This works best if you have a hamburger press, but hands work well, too.
1 ¼ pounds ground chuck
1 can pineapple rings
8 strips of bacon
1 bottle teriyaki marinade
Divide meat into 4 equal patties. Press pineapple ring into each patty using a press or your hands. Wrap bacon around the outside edge of the patties, using toothpicks to secure. Put all 4 patties into a Ziploc bag with the marinade and soak for several hours before grilling. Serve on buns with barbecue sauce.

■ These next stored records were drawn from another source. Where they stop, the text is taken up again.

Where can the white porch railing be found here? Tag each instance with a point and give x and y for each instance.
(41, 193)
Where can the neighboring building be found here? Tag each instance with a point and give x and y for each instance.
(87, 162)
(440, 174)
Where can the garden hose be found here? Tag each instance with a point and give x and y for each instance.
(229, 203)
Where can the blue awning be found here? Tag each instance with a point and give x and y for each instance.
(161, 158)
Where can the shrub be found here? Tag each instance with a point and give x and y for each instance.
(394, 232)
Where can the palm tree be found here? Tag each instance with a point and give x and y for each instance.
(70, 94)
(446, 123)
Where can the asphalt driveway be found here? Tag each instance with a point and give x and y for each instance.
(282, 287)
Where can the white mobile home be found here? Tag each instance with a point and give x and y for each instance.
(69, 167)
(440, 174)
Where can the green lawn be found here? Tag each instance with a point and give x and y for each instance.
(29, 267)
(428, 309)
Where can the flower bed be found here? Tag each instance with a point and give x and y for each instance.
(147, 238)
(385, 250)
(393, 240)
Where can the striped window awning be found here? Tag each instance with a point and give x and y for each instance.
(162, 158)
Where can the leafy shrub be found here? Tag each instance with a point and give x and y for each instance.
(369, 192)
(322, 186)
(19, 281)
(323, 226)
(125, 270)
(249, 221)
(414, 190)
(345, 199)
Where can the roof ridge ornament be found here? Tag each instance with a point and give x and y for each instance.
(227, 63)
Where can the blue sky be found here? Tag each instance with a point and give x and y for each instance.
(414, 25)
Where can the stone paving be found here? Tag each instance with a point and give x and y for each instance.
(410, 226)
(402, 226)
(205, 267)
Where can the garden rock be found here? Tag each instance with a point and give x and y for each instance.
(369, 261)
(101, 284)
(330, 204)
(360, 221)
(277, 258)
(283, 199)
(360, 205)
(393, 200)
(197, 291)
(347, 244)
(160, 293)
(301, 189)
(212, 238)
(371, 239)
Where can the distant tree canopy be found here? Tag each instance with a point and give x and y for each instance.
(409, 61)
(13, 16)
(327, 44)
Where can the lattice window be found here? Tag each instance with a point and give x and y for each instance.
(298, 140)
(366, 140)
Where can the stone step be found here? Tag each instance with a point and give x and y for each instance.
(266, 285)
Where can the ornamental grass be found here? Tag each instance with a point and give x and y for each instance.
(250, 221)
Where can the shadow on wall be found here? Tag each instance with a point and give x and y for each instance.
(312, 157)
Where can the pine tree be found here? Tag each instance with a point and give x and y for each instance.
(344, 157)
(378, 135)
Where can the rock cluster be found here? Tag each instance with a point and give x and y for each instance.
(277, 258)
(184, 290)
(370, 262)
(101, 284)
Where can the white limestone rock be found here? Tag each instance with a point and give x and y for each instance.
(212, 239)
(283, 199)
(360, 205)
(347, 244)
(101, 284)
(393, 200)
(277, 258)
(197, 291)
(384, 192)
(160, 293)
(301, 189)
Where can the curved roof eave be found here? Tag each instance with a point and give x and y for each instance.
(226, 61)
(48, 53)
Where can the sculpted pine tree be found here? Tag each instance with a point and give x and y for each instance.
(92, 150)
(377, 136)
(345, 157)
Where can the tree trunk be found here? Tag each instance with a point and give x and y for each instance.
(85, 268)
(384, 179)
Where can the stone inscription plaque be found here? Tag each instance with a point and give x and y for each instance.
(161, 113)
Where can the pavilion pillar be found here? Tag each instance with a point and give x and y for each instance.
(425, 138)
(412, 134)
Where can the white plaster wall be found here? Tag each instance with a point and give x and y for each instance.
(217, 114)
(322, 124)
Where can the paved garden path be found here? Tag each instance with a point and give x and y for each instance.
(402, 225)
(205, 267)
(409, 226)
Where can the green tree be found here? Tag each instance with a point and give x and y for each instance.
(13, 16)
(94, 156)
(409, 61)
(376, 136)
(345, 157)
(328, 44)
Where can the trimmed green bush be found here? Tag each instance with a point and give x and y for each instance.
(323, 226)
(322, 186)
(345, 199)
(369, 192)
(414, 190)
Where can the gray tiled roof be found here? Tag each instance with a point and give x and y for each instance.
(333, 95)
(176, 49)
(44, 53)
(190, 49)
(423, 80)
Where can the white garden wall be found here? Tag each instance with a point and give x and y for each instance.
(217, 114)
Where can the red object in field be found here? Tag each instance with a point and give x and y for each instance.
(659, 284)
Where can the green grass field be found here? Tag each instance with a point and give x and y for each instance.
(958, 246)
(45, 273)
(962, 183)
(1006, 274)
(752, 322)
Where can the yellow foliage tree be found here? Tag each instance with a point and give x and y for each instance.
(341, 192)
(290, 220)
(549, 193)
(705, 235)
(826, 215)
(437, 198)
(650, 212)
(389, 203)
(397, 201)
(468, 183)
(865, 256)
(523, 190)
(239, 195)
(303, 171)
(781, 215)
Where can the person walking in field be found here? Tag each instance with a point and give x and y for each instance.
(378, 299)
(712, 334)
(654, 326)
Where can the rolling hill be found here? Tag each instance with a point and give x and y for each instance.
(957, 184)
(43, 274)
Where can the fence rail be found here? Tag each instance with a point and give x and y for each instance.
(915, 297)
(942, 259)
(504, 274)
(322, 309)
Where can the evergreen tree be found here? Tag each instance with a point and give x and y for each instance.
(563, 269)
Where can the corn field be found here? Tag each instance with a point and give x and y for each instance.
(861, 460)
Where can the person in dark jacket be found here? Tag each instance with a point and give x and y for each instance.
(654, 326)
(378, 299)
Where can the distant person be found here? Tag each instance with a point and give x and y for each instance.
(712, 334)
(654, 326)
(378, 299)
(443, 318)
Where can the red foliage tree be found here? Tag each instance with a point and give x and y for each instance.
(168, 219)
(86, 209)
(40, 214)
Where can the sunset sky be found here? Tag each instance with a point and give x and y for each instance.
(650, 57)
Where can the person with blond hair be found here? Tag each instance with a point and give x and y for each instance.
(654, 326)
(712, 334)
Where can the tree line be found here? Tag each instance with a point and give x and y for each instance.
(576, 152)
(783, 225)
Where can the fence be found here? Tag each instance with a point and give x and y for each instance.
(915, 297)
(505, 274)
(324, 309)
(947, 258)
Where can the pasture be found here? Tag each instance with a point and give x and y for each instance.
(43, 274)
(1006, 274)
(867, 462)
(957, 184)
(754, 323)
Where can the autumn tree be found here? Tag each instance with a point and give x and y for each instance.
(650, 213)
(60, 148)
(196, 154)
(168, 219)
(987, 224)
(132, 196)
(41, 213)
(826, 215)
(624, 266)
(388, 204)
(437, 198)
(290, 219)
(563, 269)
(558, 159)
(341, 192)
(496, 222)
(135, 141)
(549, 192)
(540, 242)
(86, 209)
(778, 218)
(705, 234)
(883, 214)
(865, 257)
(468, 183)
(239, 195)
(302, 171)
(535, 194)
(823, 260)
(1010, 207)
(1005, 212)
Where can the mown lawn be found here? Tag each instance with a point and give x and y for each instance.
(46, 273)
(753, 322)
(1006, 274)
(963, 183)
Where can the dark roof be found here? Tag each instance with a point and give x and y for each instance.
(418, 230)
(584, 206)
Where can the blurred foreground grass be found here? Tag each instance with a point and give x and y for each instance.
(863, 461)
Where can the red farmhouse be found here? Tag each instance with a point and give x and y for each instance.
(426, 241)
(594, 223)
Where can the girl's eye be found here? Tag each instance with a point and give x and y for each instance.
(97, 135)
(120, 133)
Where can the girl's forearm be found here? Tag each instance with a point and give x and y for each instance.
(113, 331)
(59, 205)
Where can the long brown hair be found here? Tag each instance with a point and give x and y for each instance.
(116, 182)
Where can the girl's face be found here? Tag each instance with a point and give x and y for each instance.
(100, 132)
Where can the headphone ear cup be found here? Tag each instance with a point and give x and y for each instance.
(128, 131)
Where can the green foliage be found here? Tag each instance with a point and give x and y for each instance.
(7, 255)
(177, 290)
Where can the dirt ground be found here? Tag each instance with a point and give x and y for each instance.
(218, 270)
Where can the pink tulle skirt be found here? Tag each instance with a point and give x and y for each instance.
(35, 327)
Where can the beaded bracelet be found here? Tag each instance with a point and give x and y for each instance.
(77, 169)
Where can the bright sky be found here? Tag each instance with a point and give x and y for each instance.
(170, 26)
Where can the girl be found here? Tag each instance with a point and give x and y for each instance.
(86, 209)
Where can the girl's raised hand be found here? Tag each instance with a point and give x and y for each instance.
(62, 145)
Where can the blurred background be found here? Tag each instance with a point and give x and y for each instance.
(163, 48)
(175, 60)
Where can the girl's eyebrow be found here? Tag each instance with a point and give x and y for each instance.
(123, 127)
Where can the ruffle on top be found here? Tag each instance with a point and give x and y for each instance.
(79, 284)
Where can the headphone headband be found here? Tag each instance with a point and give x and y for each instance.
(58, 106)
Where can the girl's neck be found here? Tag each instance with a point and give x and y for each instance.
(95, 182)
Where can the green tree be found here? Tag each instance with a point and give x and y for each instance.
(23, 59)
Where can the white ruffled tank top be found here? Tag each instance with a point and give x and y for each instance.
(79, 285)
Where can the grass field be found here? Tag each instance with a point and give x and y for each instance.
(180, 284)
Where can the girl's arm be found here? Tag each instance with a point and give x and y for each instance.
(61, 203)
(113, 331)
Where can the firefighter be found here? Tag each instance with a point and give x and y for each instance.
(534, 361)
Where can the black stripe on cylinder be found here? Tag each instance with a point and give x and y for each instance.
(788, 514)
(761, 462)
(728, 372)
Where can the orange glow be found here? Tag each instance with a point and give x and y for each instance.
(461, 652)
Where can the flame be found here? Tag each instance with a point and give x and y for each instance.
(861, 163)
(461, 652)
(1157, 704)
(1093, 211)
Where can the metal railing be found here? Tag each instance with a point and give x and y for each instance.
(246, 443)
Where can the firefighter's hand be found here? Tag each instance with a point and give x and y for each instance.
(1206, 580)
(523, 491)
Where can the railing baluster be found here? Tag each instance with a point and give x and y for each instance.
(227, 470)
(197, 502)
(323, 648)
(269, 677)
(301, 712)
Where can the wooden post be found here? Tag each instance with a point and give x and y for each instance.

I LOOOOVE black beans! And this salad is awesome as a summery salad. It’s also good to add to tacos or to serve with tortilla chips.
2 cans black beans, drained & rinsed
2 cans mexicorn, drained
1 small can greet chiles, drained
½ red onion, diced
5 roma tomatoes, diced
1 can pineapple tidbits, drained
2 avocadoes, diced
¼ c. cilantro chopped
½-3/4 c. lime vinaigrette
¼ tsp. cumin
2 Tbsp. honey
Salt & Pepper
Toss beans, corn, chiles, onion, tomatoes, pineapple, avocadoes and cilantro in large bowl. In separate bowl, blend the lime vinaigrette, cumin & honey. Pour ½ of the dressing over salad, adding the rest as needed. Add salt and pepper to taste
Not only is my little brother in love with Giada, he’s also addicted to anything caprese. Here’s her AWESOME caprese pasta salad.
1 pound fusilli pasta
3 tablespoons olive oil
2 cloves garlic, minced
3 cups cherry tomatoes, quartered (about 1 1/2 pints)
1 teaspoon salt
1/2 teaspoon freshly ground black pepper
1/2 cup packed fresh basil leaves, torn
8 ounces fresh mozzarella, diced (about 1 1/4 cups)
Bring a large pot of salted water to a boil over high heat. Add the pasta and cook until tender but still firm to the bite, stirring occasionally, about 8 to 10 minutes. Drain pasta into a large bowl and reserve 1/2 cup of the cooking liquid.
In a medium skillet heat the olive oil over medium heat. Add the garlic and saute until fragrant, about 2 minutes. Add the tomatoes, salt, and pepper. As the tomatoes cook and soften, smash them with a fork. Continue to cook until the tomatoes make a chunky style sauce, about 4 minutes. Transfer the tomato sauce to the bowl with the pasta. Toss to combine. Add the basil leaves and mozzarella. Stir to combine. Add the reserved pasta water, 1/4 cup at a time, until the pasta is moist. Serve.
1 box lemon cake mix
Water, vegetable oil & eggs called for on box
1 can (6 oz) frozen lemonade concentrate, thawed
¾ c. powdered sugar
1 pkg Knox unflavored gelatin
1 tub whipped white frosting
Yellow decorating sugar
- Heat oven to 350 deg. Make cake as directed on box for 13×9 inch pan. Cool 15 minutes.
- Pierce top of cake every ½ inch with long-tined fork, wiping the crumbs off the fork after every few stabs.
- Mix lemonade concentrate, powdered sugar and gelatin in small saucepan. Heat over low heat until gelatin is dissolved and mixture is warm. Drizzle mixture evenly over top of cake. Run knife around sides of pan to loosen cake. Cover and refrigerate about 2 hours or until chilled
- Spread frosting over top of cake and sprinkle with sugar. Can also be garnished with candied lemon peel and/or mint leaves. Store in refrigerator until ready to serve.
This is my (better) version of Betty Crocker’s Lemonade Party Cake.